In diesem Sinne gleichen Grenzwerteffekte und das ihnen zugrundeliegende Regelwerk einem Thermostaten zur Temperaturregulierung: Intendiert ist ein Automatismus, der extern gesetzten Bedingungen genügt. Die (relative) Willkür besteht in erster Linie in der Festlegung des jeweiligen ›tipping point‹, dieser bleibt oft umstritten. Der Rest ist in der Regel Routine (und bleibt zugleich doch permanent optimierbar).

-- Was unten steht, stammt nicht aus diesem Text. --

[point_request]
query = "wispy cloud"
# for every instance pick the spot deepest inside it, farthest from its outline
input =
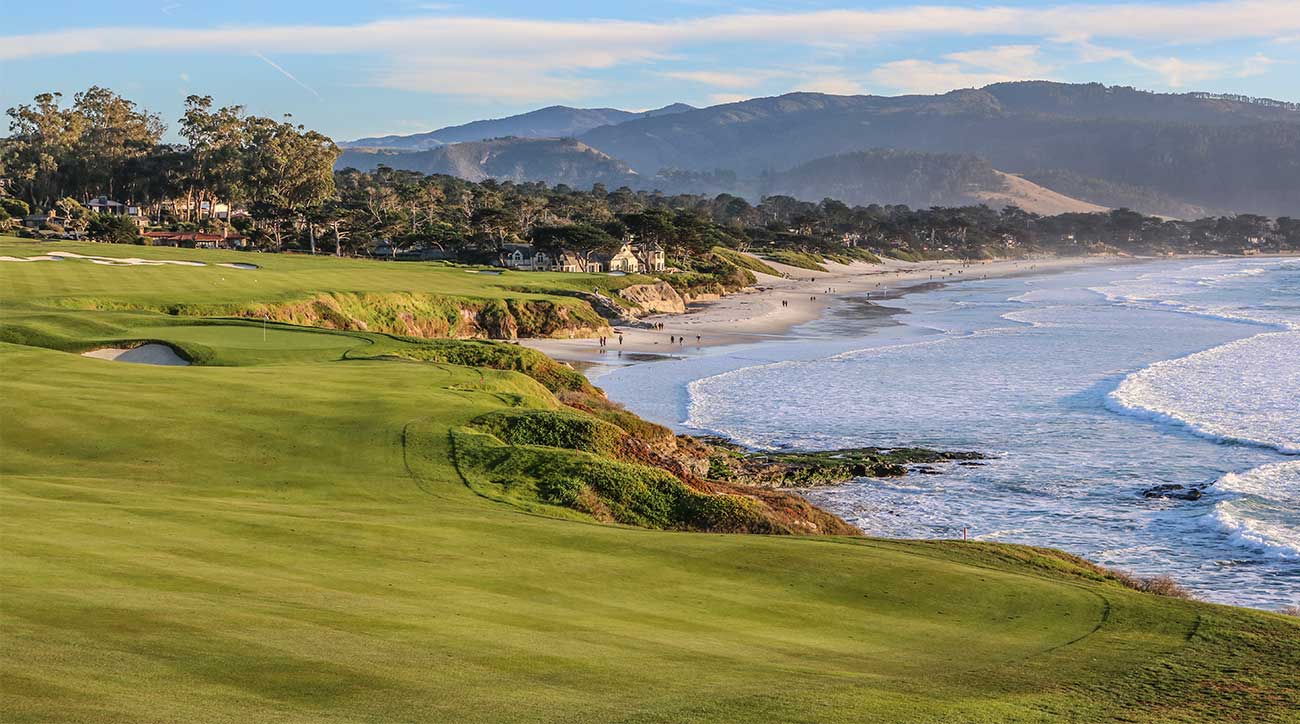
(966, 69)
(495, 57)
(285, 73)
(715, 78)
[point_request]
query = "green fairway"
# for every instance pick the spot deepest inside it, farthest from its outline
(281, 533)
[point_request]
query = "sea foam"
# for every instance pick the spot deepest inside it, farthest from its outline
(1257, 512)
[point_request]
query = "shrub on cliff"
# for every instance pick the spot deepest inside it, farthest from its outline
(553, 428)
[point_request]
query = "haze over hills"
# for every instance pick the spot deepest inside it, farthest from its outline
(555, 121)
(555, 160)
(1166, 154)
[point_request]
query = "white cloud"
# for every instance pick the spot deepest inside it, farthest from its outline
(835, 85)
(718, 99)
(966, 69)
(536, 59)
(715, 78)
(1008, 60)
(1259, 64)
(931, 77)
(285, 73)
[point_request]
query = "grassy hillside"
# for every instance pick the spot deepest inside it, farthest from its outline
(290, 532)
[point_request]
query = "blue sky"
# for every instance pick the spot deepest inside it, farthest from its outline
(404, 65)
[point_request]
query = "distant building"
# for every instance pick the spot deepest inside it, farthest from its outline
(524, 258)
(103, 204)
(193, 239)
(629, 259)
(651, 256)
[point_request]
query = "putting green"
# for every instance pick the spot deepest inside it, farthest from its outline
(241, 541)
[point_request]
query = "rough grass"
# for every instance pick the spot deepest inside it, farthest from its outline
(282, 536)
(745, 261)
(798, 259)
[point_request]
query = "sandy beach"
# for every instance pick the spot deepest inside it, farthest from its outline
(776, 304)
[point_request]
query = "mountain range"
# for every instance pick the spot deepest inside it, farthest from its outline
(1040, 144)
(555, 121)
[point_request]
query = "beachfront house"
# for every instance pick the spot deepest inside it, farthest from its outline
(524, 258)
(628, 259)
(103, 204)
(650, 256)
(193, 239)
(570, 260)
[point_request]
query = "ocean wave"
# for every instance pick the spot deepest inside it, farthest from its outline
(1168, 290)
(1244, 391)
(1256, 512)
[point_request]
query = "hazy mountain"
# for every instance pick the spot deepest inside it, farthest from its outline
(918, 180)
(1191, 148)
(506, 159)
(1116, 195)
(555, 121)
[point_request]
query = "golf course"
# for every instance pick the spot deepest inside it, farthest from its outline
(334, 514)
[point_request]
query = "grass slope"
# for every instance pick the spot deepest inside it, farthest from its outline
(282, 534)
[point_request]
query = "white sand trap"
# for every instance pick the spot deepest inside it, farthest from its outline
(144, 354)
(125, 261)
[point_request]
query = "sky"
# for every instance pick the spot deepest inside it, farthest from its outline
(401, 66)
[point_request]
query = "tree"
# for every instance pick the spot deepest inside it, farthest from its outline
(112, 229)
(216, 146)
(112, 133)
(40, 142)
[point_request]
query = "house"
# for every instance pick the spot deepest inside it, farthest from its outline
(524, 258)
(622, 260)
(103, 204)
(570, 260)
(193, 239)
(40, 220)
(650, 255)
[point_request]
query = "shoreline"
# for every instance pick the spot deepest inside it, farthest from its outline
(775, 306)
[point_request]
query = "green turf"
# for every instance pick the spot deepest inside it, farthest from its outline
(282, 534)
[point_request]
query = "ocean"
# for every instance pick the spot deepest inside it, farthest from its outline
(1088, 387)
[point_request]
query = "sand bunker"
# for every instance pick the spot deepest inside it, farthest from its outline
(122, 261)
(144, 354)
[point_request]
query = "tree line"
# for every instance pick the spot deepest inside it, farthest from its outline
(281, 177)
(59, 156)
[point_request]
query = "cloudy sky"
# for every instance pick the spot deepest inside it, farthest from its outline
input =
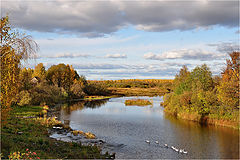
(128, 39)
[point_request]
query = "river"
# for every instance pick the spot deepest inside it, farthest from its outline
(127, 127)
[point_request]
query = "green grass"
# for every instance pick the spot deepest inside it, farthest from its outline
(137, 102)
(20, 134)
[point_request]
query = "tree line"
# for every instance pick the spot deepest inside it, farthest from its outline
(23, 86)
(199, 93)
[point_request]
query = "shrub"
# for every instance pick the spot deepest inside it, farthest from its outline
(23, 98)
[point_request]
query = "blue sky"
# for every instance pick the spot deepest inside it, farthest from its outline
(129, 39)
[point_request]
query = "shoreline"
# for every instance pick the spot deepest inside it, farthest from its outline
(206, 120)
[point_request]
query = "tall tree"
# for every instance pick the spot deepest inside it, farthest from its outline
(40, 71)
(14, 47)
(228, 90)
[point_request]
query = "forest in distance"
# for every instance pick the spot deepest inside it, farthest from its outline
(29, 95)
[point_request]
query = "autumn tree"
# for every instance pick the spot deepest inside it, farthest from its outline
(181, 82)
(39, 71)
(14, 48)
(228, 89)
(25, 76)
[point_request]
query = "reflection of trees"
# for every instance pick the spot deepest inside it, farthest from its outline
(206, 141)
(95, 103)
(228, 142)
(68, 108)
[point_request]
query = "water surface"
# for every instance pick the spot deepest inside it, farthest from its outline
(127, 128)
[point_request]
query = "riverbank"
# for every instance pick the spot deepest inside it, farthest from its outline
(27, 134)
(138, 91)
(206, 120)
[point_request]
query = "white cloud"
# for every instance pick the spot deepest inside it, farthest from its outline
(98, 18)
(65, 55)
(186, 54)
(116, 56)
(226, 47)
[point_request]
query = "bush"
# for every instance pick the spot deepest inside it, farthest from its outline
(48, 94)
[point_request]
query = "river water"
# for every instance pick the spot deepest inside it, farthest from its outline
(127, 127)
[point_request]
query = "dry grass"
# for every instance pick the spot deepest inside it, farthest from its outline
(137, 102)
(137, 91)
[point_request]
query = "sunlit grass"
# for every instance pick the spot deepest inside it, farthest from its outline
(137, 102)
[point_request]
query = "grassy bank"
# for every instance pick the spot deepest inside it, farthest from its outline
(29, 136)
(138, 91)
(211, 119)
(137, 102)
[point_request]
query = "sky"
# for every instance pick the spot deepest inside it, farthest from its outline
(128, 39)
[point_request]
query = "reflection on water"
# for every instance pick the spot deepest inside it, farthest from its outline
(130, 126)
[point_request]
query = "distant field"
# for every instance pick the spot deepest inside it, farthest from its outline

Bei aller Fragwürdigkeit von Grenzwerten liegt ihr eigentlicher Wert darin, dass sie nicht nur Handlungsbedarf auslösen, sondern mehr noch Handlungsermächtigung bewirken: Man weiß bei einem bestimmten Ereignis, es muss jetzt interveniert werden, und sogleich, was zu tun ist und mit welchem Ziel. Kurzum: Man muss etwas tun – und man kann etwas tun. Wird der Tagesmittelgrenzwert von 50 Mikrogramm Feinstaub pro Kubikmeter Luft überschritten, ist dies nicht bloß eine Information, sondern ein abgezirkelter Handlungsauftrag setzt sich in Gang. Bei Untätigkeit begibt man sich in Rechtfertigungsnot. So sind die Spielregeln für den Systembestand.

Die politische Festlegung von Grenzwerten ist somit äußerst riskant, weil sich die verantwortlichen Entscheider dadurch einem selbstgesetzten Handlungskalkül unausweichlich selbst unterwerfen. Am jeweiligen Umgang mit den vereinbarten Grenzwerten kann jederzeit ermittelt werden, ob und wie man den eigenen Vorgaben folgt – oder auch nicht. Insofern spricht vieles dafür, sich auf dieses zweischneidige Mittel nicht leichtfertig einzulassen.

Fragt man vor diesem Hintergrund nach Grenzwerten einer nachhaltigen Politik, die aktuell ja hoch im Trend liegt, wird man (mit Überraschung) feststellen können: Es gibt kaum welche. Schaut man etwa in die Aktualisierung der Deutschen Nachhaltigkeitsstrategie der Bundesregierung 2018, taucht das Wort nur einmal auf. Man könnte diese Zurückhaltung geradezu weise nennen: Wer sich nicht festlegt, kann sich auch nicht blamieren! Alles bleibt im Fluss, vage, unbestimmt, vieldeutig.

Und in der Tat empfiehlt sich eine solche Zurückhaltung umso mehr, je näher man hinschaut, was nachhaltige Politik letztlich zu stemmen hat. Denn (politisch intendierte) Nachhaltigkeit hat sich seit dem Brundtland-Bericht 1987 zum Hauptziel gesetzt, die Bedürfnisse der Gegenwart zu befriedigen, ohne zu riskieren, dass künftige Generationen ihre eigenen Bedürfnisse nicht befriedigen können. Geht das überhaupt? Schnell mal in den Urlaub fliegen, ohne sagen zu können, ob das in fünf Generationen noch möglich ist? Was für ein Handlungskalkül lässt sich daraus konkret-rational ableiten? Insbesondere wenn es um Bedürfnisse künftiger Generationen geht, über die man so gut wie nichts weiß?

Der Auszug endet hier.